Les Salviati prennent des mesures pour répondre aux dangers. Dans les registres d’entrée et sortie en espèce de la caisse, on perçoit des dépenses alimentaires. Ces registres démontrent que des affaires ont lieu autour de la table, facilitant les relations avec les voisins, chose nécessaire en territoire étranger. Il est indiqué que d’autres personnes sont invitées dont les Cantelowe. Pour 4 ans et demi 1453-58, l’entrée et la sortie des caisses représentent plus de 1 000 registres. Les courses sont faites par des Anglais et le cuisinier est souvent un Allemand, démontrant qu'il y a des relations avec des étrangers au sein de Londres. Le 24 juin 1454 et 1455, le jour de la Saint Jean, saint patron de Florence, on perçoit une hausse des dépenses italiennes pour organiser la procession dans le quartier.

Le terme d’émeute en italien signifie “levée des peuples” démontrant le caractère dangereux contre les italiens. Ils se font agresser dans leurs maisons et des marchandises sont volées. De 1456 à 1458, la famille fait moins de dépenses pour la fête du saint patron. Ainsi, ils respectent les conditions du poème, comme être humbles.

De plus, en novembre 1456, les courses alimentaires ne sont plus réalisées tous les jours, par peur de se faire molester. On perçoit une hausse des repas de conciliation, surtout entre italiens. Et l’on prend la décision de se protéger physiquement en payant un garde.

Néanmoins, les marchands italiens utilisent des réseaux d’interconnaissance afin de s’échapper et pour réparer les dégâts, démontrant une collaboration entre Florentins et Génois.

Se défendre contre les émeutes : à l’échelle nationale

Le 18 juillet 1457, les Riccardi envoient une lettre à Jacoppo Salviati et Averardo, qui sont partis de Londres et de Bruges en 1456. Les Italiens coalisés en 1457 font pression sur les autorités anglaises.
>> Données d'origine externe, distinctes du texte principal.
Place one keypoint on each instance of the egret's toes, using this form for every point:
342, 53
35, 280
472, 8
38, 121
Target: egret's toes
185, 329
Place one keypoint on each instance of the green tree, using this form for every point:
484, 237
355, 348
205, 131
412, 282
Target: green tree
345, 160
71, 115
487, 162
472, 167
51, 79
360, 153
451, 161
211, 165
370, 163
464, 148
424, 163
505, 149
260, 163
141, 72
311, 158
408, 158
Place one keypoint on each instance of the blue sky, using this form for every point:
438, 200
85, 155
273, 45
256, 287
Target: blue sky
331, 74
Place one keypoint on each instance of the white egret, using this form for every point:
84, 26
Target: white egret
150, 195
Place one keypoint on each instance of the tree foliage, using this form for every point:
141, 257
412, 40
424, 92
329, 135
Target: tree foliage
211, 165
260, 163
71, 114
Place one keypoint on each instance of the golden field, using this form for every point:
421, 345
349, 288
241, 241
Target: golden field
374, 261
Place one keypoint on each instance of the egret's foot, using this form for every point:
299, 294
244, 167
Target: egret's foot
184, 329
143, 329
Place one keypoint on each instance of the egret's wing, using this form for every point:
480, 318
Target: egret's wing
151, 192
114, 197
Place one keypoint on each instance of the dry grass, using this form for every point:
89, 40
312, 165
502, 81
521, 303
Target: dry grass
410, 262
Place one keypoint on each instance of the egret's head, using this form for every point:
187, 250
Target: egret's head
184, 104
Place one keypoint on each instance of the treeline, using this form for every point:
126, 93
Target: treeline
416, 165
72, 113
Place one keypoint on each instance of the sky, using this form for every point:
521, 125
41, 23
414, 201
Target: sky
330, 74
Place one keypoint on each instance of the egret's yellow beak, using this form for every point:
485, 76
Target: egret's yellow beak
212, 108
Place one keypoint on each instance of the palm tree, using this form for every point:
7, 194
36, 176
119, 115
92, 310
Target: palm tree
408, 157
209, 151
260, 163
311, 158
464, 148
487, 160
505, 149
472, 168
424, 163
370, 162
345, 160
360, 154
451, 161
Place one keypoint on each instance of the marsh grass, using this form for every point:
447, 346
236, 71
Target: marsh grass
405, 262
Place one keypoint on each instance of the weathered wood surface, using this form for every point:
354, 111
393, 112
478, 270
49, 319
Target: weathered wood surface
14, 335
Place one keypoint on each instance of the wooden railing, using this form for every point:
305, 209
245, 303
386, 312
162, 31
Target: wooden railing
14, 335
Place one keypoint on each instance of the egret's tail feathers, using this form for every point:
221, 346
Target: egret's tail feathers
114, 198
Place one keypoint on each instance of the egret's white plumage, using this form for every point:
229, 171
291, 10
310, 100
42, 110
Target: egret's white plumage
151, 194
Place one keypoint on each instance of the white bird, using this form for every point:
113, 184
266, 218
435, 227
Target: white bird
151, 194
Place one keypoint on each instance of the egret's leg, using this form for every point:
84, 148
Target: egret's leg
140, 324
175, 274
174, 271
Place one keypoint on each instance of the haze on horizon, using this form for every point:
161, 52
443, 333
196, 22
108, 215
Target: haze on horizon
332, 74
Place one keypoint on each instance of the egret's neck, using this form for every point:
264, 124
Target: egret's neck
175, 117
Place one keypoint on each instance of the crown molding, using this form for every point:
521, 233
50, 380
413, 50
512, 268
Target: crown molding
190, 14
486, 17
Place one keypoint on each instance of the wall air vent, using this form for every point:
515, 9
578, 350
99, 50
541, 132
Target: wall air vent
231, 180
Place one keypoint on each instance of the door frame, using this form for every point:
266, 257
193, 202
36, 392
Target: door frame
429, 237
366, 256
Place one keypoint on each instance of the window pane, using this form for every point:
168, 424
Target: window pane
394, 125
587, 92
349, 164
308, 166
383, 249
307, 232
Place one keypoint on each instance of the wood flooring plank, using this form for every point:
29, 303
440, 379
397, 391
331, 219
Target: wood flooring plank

Un rassemblement de marchands italiens envoie une lettre au roi anglais afin qu’il calme les émeutes, en menaçant de quitter Londres pour Winchester. On mentionne également cette menace dans le décret du Sénat vénitien du 23 août 1457. Comme les attaques se sont un peu calmées, ils ne quittent pas Londres.

 

  1. Michael PRESTWICH , War, Politics and Finance under Edward I, London, Faber and Faber, 1972.
  2. « D'un point de vue administratif, un ordre de paiement est une instruction formelle donnée à un comptable public par un ordonnateur (maire, directeur de services financiers, président d'un Conseil général...) de payer un fournisseur ou un prestataire, après constatation que les biens ont été livrés ou les services fournis », Bourse des crédits.fr.
  3. Richard A. GOLDTHWAITE, The Economy of Renaissance Florence, Baltimore, Johns Hopkins University Press, 2009.
  4. Sylvia L. THRUPP, The Merchant Class of Medieval London (1300-1500), Chicago, University of Chicago Press, 1948.
  5. Anne F. SUTTON, The Mercery of London: Trade, Goods and People, 1130-1578, Aldershot, Ashgate, 2005.